A moderate number of respondents report that their companies are using generative AI to generate copy (written text). 47% are using it specifically to generate marketing copy, and 56% are using it for other kinds of copy (internal memos and reports, for example). While rumors abound, we’ve seen few reports of people who have actually lost their jobs to AI—but those reports have been almost entirely from copywriters. AI isn’t yet at the point where it can write as well as an experienced human, but if your company needs catalog descriptions for hundreds of items, speed may be more important than brilliant prose. And there are many other applications for machine-generated text: AI is good at summarizing documents. When coupled with a speech-to-text service, it can do a passable job of creating meeting notes or even podcast transcripts. It’s also well suited to writing a quick email.

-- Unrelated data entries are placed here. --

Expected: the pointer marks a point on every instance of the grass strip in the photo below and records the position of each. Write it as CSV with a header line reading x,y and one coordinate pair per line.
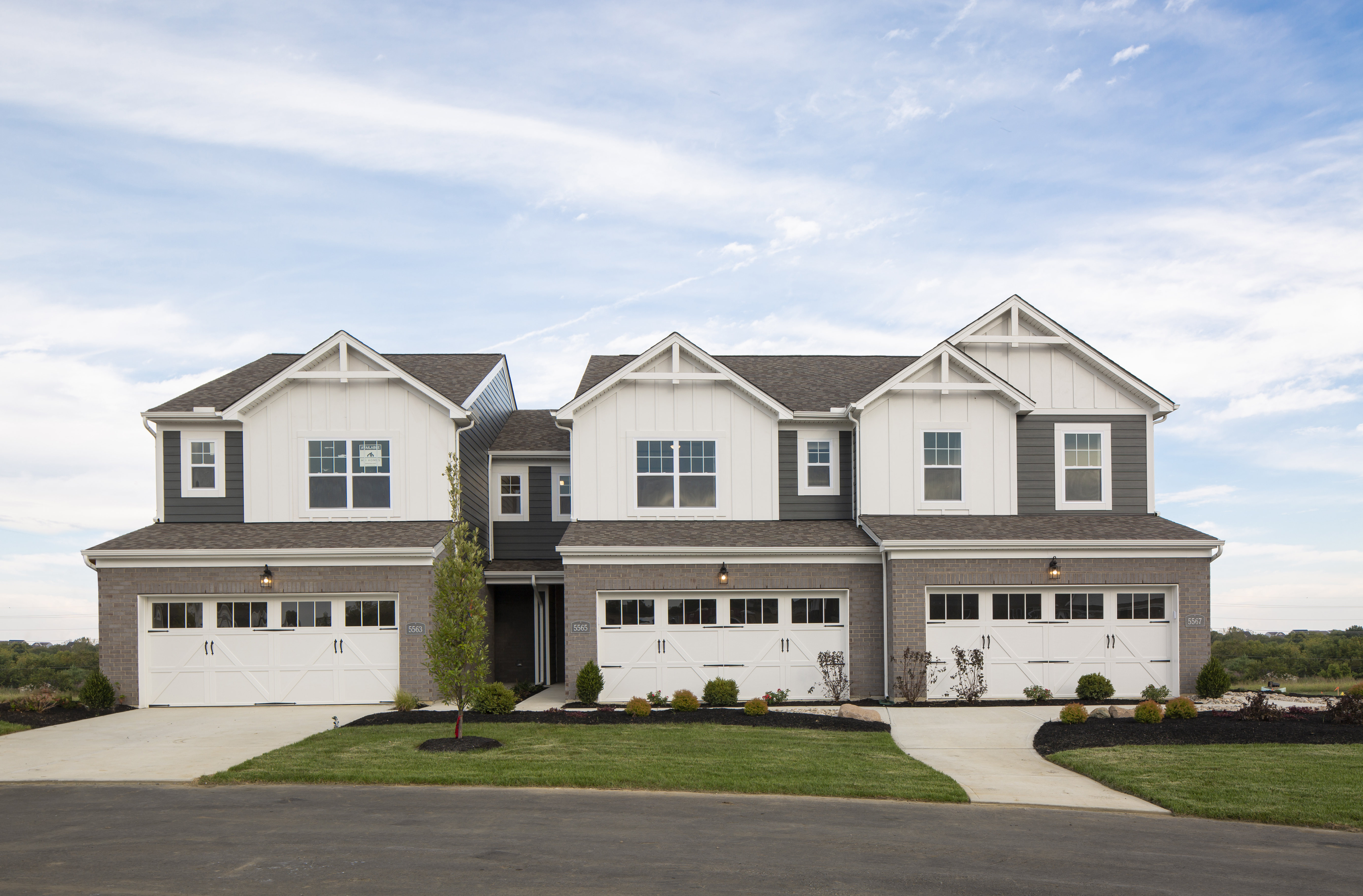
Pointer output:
x,y
1306,785
693,758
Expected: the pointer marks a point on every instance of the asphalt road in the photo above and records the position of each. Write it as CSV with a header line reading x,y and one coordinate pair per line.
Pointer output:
x,y
322,839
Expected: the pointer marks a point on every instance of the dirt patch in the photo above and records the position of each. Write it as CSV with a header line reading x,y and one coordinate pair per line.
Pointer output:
x,y
715,717
54,716
1210,728
458,745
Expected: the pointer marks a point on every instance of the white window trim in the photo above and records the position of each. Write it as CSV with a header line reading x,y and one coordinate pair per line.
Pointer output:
x,y
1103,429
802,466
220,455
555,472
510,470
921,469
396,478
722,476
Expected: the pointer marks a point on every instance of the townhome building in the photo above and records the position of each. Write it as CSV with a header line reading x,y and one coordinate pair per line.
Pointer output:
x,y
685,517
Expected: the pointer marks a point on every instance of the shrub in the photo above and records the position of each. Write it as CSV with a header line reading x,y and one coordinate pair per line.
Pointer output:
x,y
97,692
1214,680
497,699
1150,713
591,683
685,702
722,692
1158,695
1094,687
1075,714
1181,709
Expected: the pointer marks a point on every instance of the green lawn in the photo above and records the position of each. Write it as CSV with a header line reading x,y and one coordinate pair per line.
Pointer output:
x,y
1319,786
694,756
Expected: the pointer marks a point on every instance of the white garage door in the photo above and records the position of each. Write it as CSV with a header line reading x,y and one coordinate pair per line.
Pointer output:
x,y
668,641
329,649
1053,638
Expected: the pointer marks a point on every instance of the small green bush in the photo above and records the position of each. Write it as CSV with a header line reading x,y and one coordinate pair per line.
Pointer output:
x,y
1181,709
685,702
97,692
1150,713
1214,680
722,692
497,699
1094,687
1075,714
591,683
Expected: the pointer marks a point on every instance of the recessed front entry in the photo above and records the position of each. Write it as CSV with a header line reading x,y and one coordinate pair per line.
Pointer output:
x,y
322,650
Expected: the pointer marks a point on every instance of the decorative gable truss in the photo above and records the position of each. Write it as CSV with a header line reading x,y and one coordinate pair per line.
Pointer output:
x,y
1056,368
675,360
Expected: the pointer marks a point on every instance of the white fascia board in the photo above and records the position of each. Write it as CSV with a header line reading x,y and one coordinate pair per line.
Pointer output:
x,y
652,355
629,556
934,359
1087,353
280,379
276,556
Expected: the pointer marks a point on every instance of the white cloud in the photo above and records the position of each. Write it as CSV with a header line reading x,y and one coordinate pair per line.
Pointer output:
x,y
1069,80
1132,52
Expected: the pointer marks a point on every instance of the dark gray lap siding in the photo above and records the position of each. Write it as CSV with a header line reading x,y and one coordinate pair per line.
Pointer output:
x,y
227,510
1036,462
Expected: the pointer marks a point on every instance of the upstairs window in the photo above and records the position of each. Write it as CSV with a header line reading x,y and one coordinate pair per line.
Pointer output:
x,y
942,466
675,474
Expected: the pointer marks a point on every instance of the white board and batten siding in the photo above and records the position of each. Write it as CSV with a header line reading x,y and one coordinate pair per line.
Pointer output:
x,y
277,432
604,435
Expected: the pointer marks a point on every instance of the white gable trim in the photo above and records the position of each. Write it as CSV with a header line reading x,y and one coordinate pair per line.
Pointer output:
x,y
675,345
948,357
1064,340
340,342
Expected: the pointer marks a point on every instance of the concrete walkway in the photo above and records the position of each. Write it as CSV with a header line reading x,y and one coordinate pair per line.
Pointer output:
x,y
163,744
989,752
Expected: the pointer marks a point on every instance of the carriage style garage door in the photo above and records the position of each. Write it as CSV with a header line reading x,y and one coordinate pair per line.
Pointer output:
x,y
325,649
667,641
1051,638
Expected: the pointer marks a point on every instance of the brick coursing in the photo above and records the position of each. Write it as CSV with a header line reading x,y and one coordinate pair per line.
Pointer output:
x,y
862,581
120,589
910,578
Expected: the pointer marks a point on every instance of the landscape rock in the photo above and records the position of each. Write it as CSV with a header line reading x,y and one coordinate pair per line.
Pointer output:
x,y
852,711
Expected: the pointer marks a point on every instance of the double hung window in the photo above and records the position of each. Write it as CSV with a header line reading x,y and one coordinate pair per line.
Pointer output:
x,y
350,473
675,474
942,466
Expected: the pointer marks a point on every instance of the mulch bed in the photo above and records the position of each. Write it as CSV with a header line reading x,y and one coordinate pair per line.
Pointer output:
x,y
54,716
1208,728
465,744
715,717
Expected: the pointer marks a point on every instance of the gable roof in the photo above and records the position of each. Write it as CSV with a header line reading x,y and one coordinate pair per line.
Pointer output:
x,y
801,382
531,431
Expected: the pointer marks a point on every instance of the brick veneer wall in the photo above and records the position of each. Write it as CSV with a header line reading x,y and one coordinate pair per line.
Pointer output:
x,y
120,589
910,578
862,581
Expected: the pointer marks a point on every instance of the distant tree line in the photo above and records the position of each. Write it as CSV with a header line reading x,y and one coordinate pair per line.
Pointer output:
x,y
1336,654
63,667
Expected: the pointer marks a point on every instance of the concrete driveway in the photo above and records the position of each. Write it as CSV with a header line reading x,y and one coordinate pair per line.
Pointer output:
x,y
989,752
163,744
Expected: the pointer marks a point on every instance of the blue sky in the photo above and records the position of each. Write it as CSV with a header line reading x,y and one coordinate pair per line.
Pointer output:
x,y
190,186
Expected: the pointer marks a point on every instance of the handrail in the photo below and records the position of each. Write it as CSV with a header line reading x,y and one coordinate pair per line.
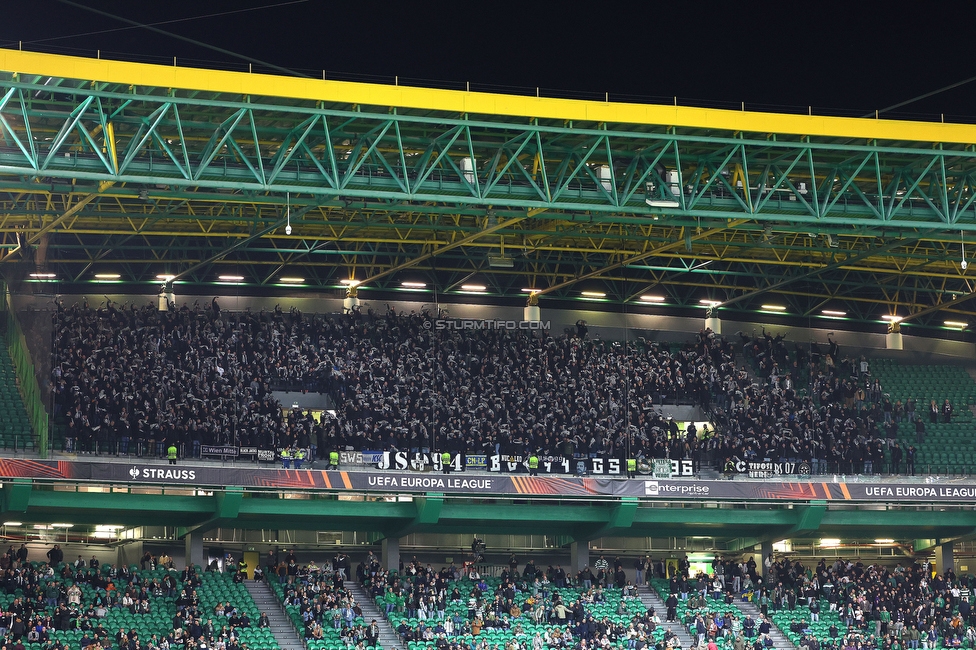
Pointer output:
x,y
30,390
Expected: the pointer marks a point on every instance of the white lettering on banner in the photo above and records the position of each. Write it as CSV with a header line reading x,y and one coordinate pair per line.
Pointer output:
x,y
163,474
350,458
681,468
921,492
419,462
430,482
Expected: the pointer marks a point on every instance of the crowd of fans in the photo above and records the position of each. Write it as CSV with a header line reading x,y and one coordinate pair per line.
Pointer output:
x,y
877,607
455,606
128,378
52,596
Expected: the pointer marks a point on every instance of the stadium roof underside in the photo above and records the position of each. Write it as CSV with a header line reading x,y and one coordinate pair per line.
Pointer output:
x,y
144,170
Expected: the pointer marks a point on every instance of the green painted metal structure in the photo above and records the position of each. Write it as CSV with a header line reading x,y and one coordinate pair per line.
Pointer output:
x,y
114,172
734,526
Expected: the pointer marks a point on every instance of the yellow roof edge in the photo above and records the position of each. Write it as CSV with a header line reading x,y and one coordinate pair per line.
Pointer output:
x,y
478,103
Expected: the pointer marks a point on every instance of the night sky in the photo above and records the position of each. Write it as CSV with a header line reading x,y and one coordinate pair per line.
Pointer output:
x,y
839,57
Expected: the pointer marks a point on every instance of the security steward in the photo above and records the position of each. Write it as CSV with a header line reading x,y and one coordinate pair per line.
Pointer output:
x,y
241,570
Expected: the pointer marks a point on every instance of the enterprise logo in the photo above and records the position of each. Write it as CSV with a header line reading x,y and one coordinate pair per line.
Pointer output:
x,y
654,488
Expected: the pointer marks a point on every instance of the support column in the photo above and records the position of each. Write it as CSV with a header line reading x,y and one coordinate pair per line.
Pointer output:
x,y
944,558
194,550
166,296
531,312
390,554
767,551
893,337
351,300
579,555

The applications of generative AI with the fewest users were web design (42% total; 28% experimenting, 14% using) and art (36% total; 25% experimenting, 11% using). This no doubt reflects O’Reilly’s developer-centric audience. However, several other factors are in play. First, there are already a lot of low-code and no-code web design tools, many of which feature AI but aren’t yet using generative AI. Generative AI will face significant entrenched competition in this crowded market. Second, while OpenAI’s GPT-4 announcement last March demoed generating website code from a hand-drawn sketch, that capability wasn’t available until after the survey closed. Third, while roughing out the HTML and JavaScript for a simple website makes a great demo, that isn’t really the problem web designers need to solve. They want a drag-and-drop interface that can be edited on-screen, something that generative AI models don’t yet have. Those applications will be built soon; tldraw is a very early example of what they might be. Design tools suitable for professional use don’t exist yet, but they will appear very soon.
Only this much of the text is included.